Despite significant global investments, development programs in Africa have often failed to deliver long-term, contextually relevant impact. In this compelling session moderated by Haileselassie Medhin of the IKEA Foundation, a diverse panel of practitioners, researchers, and development leaders openly reflect on the shortcomings of top-down interventions, projectized funding structures, and the systemic neglect of local realities. From energy access to agroecology, and policy advocacy to infrastructure deployment, each speaker shares powerful stories of failure, not as a dead end, but as an entry point for transformation.

Million Belay from the Alliance for Food Sovereignty in Africa details the challenges civil society faces when confronting bureaucratic inertia and donor influence. Simon O’Connell of SNV and Makena Ireri of the Global Energy Alliance for People and Planet explore the tensions between vision and execution, highlighting how siloed strategies and performative collaboration can derail meaningful progress. Vijay Modi from Columbia University introduces academic perspectives on the mismatch between assumed needs and actual usage patterns, while Paul Yillia and Sisty Basil offer honest accounts of coordination breakdowns in energy and healthcare delivery across Sierra Leone and Tanzania.

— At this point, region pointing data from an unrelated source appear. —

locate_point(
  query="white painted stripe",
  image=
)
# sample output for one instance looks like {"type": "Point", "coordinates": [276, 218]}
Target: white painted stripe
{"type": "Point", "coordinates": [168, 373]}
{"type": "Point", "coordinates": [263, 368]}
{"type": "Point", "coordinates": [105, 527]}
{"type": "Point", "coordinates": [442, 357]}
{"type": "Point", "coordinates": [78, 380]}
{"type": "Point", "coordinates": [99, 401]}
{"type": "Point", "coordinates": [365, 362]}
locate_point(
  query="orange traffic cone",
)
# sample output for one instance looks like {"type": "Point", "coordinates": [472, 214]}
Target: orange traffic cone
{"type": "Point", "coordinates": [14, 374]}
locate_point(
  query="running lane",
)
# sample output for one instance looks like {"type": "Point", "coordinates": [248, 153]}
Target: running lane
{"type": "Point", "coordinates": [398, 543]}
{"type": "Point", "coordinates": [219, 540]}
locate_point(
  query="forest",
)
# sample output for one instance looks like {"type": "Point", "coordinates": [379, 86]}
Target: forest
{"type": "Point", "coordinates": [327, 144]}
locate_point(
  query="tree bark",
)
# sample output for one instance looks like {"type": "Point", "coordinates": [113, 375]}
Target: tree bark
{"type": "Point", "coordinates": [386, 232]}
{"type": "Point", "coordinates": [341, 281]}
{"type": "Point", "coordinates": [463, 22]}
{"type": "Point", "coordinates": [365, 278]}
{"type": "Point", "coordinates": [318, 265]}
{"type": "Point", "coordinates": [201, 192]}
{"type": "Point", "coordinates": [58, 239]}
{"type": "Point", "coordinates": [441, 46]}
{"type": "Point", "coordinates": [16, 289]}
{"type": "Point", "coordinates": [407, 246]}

What emerges is a nuanced, multi-layered conversation that does not shy away from complexity. The panelists call for a radical reimagining of development: one that centers indigenous knowledge, enables community agency, and moves away from metrics-based validation toward genuine systems change. In acknowledging failure as a shared, structural reality, this session invites development practitioners, funders, and policymakers to embrace humility, deepen collaboration, and co-create solutions that reflect Africa’s diverse needs and dynamic contexts.